You arrived at this chapter able to differentiate any function handed to you in the form $y = f(x)$. You leave it able to differentiate relations that are not solved for $y$, to find tangents on curves no algebra can untangle, to derive every inverse-function derivative, and to follow a chain of quantities changing together through time. All of it rested on one idea — the chain rule, applied through a hidden dependency.

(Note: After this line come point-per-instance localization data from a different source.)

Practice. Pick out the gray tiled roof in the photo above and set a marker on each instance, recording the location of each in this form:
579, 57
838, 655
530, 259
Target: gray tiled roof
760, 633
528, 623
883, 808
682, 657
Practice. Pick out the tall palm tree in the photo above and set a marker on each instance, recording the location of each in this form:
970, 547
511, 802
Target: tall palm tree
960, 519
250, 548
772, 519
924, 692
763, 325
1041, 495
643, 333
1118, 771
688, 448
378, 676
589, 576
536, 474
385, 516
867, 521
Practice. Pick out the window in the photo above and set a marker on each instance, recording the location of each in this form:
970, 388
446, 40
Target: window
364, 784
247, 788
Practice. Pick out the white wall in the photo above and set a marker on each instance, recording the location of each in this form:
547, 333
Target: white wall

Chapter 9 turns derivatives loose on the shape of functions: where they rise and fall, where they bend, where they peak. Several of those analyses lean on the implicit $y'$ and $y''$ you computed here. Chapter 10 then uses derivatives to find the best possible value of a quantity — the most for the least — and constrained optimization will repeatedly call on the implicit differentiation of constraints you practiced in §8.15. The technique you just learned is not finished; it is foundation.

Reflection

There is a quiet lesson in this chapter worth carrying forward. We did not invent a new kind of derivative. Implicit differentiation and related rates are the chain rule of Chapter 7, applied with the willingness to differentiate an equation we cannot solve and to let the answer involve more than one variable. The mathematics rewards that willingness: a circle's tangent falls out as $-x/y$, a ladder's fall as $-\tfrac{x}{y}\frac{dx}{dt}$, an economy's substitution rate as $-\frac{\alpha K}{\beta L}$ — all the same gesture, aimed at different worlds. Calculus is the mathematics of change, and change, it turns out, almost never arrives pre-solved for $y$. Now you can differentiate it anyway.